Pattern and process: Landscape prehistories from Whittlesey Brick Pits: the King’s Dyke & Bradley Fen excavations 1998–2004

By Mark Knight and Matt Brudenell

The King’s Dyke and Bradley Fen excavations occurred within the brick pits of the Fenland town of Whittlesey, Cambridgeshire. The investigations straddled the south-eastern contours of the Flag Fen Basin, a small peat-filled embayment located between the East-Midland city of Peterborough and the western limits of Whittlesey ‘island’. Renowned principally for its Bronze Age discoveries at sites such as Fengate and Flag Fen, the Flag Fen Basin also marked the point where the prehistoric River Nene debouched into the greater Fenland Basin.

A henge, two round barrows, an early fieldsystem, metalwork deposition and patterns of sustained settlement along with metalworking evidence helped produce a plan similar in its configuration to that revealed at Fengate. In addition, unambiguous evidence of earlier second millennium bc settlement was identified together with large watering holes and the first burnt stone mounds to be found along Fenland’s western edge.
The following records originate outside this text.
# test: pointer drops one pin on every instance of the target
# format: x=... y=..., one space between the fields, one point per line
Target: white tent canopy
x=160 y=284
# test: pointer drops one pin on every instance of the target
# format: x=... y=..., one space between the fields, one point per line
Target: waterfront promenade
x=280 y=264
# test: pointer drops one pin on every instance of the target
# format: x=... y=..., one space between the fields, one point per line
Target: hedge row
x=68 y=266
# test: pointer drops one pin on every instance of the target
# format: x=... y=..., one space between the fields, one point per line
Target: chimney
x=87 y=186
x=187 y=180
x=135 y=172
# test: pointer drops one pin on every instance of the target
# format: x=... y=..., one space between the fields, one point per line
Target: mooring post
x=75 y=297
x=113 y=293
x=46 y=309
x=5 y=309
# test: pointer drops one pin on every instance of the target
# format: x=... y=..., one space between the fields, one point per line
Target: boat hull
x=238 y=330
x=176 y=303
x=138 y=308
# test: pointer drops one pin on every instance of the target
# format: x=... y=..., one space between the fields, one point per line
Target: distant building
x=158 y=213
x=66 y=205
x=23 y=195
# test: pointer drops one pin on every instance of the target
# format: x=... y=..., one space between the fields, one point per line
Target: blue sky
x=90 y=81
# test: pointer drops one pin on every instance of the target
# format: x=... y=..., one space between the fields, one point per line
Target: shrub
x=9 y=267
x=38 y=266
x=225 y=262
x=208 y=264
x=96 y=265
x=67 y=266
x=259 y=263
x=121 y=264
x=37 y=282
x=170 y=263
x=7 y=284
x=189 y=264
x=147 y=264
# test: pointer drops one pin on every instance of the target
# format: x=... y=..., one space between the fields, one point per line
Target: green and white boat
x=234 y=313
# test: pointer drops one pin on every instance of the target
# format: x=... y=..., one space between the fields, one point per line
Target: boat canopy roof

Genuine settlement structures included three of Early Bronze Age date, one Late Bronze Age, ten Early Iron Age and three Middle Iron Age. Later Bronze Age metalwork, including single spears and a weapon hoard, was deposited in indirect association with the earlier land divisions and consistently within ground that was becoming increasingly wet.

The large-scale exposure of the base of the Flag Fen Basin at Bradley Fen revealed a sub-peat or pre-basin landscape related to the buried floodplain of an early River Nene. Above all, the revelation of sub-fen occupation helped position the Flag Fen Basin in time as well as space.